Sometimes you may feel the need to re-order the fields in one of your tables – you shouldn’t really have to do this, but some people prefer a ‘neat’ schema. The most obvious way of doing this is to recreate the entire table, or drop the field and recreate it, but there is an easier way that doesn’t involve dropping fields or tables.
First of all, you must ask yourself “Why do I want to do this?” If you need the columns returned in a different order for SELECT statements, just name the fields in the right order – relying on field order in the table is just setting yourself up for a future FAIL. If you want a ‘pretty’ schema, is it actually worth it?
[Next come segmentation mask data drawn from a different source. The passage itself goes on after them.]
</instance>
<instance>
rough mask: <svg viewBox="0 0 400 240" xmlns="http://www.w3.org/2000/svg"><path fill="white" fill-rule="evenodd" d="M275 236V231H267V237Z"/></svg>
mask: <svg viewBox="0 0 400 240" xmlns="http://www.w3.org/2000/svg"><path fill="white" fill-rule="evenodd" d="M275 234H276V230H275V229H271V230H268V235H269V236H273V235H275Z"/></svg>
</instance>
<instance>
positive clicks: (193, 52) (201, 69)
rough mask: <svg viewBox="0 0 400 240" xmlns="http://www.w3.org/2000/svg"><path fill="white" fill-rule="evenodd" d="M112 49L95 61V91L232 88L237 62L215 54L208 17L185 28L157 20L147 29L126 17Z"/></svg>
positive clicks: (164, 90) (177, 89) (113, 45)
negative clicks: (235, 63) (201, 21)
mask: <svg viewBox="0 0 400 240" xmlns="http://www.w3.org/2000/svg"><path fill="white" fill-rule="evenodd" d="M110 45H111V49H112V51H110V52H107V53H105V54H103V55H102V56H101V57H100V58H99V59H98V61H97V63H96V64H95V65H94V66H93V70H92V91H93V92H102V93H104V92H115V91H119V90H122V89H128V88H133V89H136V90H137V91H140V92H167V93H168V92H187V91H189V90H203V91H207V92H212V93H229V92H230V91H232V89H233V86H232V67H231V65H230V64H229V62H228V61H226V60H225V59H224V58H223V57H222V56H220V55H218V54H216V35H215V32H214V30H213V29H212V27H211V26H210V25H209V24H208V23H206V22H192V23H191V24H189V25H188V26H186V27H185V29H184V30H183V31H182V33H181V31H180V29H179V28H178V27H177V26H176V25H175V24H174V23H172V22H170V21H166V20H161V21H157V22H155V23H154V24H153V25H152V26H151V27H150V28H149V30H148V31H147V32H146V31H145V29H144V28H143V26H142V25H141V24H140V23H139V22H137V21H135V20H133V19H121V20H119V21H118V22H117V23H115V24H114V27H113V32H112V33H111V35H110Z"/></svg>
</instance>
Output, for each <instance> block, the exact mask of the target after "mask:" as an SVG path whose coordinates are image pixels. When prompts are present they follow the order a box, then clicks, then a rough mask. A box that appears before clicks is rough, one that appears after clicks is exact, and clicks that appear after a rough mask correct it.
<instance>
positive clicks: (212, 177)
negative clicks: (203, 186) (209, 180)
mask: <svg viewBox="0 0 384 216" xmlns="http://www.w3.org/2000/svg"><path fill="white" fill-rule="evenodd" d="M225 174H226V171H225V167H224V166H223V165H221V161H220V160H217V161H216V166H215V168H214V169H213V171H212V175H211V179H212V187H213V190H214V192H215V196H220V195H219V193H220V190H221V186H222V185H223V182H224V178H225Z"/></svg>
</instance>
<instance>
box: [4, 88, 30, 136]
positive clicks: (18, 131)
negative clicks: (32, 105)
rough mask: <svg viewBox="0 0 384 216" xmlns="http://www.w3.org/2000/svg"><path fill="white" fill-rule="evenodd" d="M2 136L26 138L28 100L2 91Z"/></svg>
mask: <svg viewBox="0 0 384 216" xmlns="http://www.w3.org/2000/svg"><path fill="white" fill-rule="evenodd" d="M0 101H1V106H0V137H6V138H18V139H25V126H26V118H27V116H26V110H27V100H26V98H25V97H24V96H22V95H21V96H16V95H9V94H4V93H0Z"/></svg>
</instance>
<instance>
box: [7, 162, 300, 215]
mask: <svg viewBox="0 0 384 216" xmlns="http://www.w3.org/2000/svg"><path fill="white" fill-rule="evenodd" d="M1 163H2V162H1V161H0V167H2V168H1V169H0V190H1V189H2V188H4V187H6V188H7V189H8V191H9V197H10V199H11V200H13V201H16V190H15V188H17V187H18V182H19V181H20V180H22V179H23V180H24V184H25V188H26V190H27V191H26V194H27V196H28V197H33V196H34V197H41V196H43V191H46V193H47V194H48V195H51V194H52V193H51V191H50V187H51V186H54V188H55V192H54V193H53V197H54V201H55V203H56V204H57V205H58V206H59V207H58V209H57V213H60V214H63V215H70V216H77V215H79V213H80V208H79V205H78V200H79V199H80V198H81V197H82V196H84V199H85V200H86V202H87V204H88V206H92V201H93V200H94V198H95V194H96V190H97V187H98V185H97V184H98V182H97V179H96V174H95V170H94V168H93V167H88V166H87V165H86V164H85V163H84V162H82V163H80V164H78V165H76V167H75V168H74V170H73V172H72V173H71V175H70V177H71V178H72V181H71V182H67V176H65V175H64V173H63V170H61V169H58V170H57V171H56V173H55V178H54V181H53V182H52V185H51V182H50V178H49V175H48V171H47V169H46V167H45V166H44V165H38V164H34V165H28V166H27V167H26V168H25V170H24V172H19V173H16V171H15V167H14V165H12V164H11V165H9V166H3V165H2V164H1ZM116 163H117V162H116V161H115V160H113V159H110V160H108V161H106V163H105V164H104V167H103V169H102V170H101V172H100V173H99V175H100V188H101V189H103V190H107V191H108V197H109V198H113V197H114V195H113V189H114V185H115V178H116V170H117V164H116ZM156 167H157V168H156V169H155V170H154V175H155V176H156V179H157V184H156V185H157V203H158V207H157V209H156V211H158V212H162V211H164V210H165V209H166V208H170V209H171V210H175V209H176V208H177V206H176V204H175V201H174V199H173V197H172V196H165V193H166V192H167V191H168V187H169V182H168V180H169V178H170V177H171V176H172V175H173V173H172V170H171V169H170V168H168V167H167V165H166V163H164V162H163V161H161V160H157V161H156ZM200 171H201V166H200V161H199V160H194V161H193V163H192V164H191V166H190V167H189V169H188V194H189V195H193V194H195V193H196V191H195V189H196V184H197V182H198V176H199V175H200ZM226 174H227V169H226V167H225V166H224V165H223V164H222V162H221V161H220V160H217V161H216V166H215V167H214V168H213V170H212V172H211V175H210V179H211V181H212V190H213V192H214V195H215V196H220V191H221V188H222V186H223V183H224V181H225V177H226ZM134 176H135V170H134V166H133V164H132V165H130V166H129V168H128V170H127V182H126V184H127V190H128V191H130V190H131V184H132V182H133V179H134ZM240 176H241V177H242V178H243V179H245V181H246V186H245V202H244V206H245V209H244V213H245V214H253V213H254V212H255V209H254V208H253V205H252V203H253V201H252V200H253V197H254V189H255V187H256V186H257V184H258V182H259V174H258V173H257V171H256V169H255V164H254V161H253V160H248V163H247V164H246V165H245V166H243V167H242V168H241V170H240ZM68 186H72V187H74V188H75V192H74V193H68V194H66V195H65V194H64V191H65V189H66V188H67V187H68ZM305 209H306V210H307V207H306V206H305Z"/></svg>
Re-ordering fields has no real performance benefits. 1
You can reorganise a table without deleting any data, but just to warn you the MySQL server will lock the table while it’s sorting things out – if you’ve got a lot of data in the table, this may take some time. Are you really sure you need to reorder the fields?
I’ll demonstrate the command syntax needed with a very small example table:
mysql> CREATE TABLE bob (a INT, b VARCHAR(3), c DATETIME); Query OK, 0 rows affected (0.04 sec) mysql> DESCRIBE bob; +-------+------------+------+-----+---------+-------+ | Field | Type | Null | Key | Default | Extra | +-------+------------+------+-----+---------+-------+ | a | int(11) | YES | | NULL | | | b | varchar(3) | YES | | NULL | | | c | datetime | YES | | NULL | | +-------+------------+------+-----+---------+-------+ 3 rows in set (0.01 sec) mysql> ALTER TABLE bob MODIFY b VARCHAR(3) AFTER c; Query OK, 0 rows affected (0.02 sec) Records: 0 Duplicates: 0 Warnings: 0 mysql> DESCRIBE bob; +-------+------------+------+-----+---------+-------+ | Field | Type | Null | Key | Default | Extra | +-------+------------+------+-----+---------+-------+ | a | int(11) | YES | | NULL | | | c | datetime | YES | | NULL | | | b | varchar(3) | YES | | NULL | | +-------+------------+------+-----+---------+-------+ 3 rows in set (0.01 sec)
You need to use ALTER TABLE … MODIFY to do the edit. You’re effectively redefining the column, so make sure your new definition is the same as the current one (SHOW CREATE TABLE is useful here) otherwise your existing data may change.
The MySQL server will create a temporary table with the new field order and copy all of the existing data into it. Once that’s done, it will replace the existing table with the temporary table and release all locks.